I am trying to join some flex track but what I don't understand is if the rail joiners slide under the ties or if you cut the joiners shorter to fit between the ties, also I read from a preview post it is best to leave the slip rail on the inside of the curve and dont cut it but joint it longer than the other one. Any advice would really help. I have been cutting the rail to length then cutting the joiners, its been working, but if there is an easier way I would be glad to use it .


----------



## Brakeman Jake (Mar 8, 2009)

I remove the last tie then slide it back under the track once it's all set.I don't cut the joiners.

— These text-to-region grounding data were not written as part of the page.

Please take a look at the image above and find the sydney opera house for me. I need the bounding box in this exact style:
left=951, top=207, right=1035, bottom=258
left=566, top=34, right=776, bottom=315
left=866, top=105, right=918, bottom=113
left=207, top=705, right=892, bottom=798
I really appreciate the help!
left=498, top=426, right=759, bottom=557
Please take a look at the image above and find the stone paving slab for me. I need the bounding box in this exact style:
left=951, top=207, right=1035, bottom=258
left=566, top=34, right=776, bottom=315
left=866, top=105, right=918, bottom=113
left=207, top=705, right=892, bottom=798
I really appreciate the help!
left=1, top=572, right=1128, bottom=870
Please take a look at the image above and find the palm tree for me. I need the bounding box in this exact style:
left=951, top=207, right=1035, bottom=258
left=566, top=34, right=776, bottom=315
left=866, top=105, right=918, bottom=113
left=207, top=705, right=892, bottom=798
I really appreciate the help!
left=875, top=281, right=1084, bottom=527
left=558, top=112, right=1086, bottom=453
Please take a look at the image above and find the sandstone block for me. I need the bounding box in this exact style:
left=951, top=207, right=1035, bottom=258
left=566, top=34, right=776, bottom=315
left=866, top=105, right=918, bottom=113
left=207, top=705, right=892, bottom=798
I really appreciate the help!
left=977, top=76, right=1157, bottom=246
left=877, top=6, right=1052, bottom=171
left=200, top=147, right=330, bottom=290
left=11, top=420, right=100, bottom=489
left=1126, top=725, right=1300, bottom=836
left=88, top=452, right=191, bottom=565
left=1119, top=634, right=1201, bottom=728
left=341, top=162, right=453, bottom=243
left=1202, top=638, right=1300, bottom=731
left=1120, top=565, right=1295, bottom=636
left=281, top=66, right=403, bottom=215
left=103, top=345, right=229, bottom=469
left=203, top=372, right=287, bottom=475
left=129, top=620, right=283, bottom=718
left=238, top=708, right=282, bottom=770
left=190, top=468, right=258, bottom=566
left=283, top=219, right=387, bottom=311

Indeed,you need the slipping track on the inside of the curve that you then cut to fit.It is also best you allow a very small gap between joined rails to allow for metal expansion if the layout is exposed to temperature changes.


----------



## andrewsmith792 (Aug 26, 2012)

Got it, thanks for the help. I was trying to salvage the ties, didn't know to cut it then slip it back under. lot easier now


----------



## sstlaure (Oct 12, 2010)

Trim the little nibs off of the ties that you remove so that they'll slide under the track easier when you go to re-insert them. You'll never notice those details being trimmed off when you're done.


----------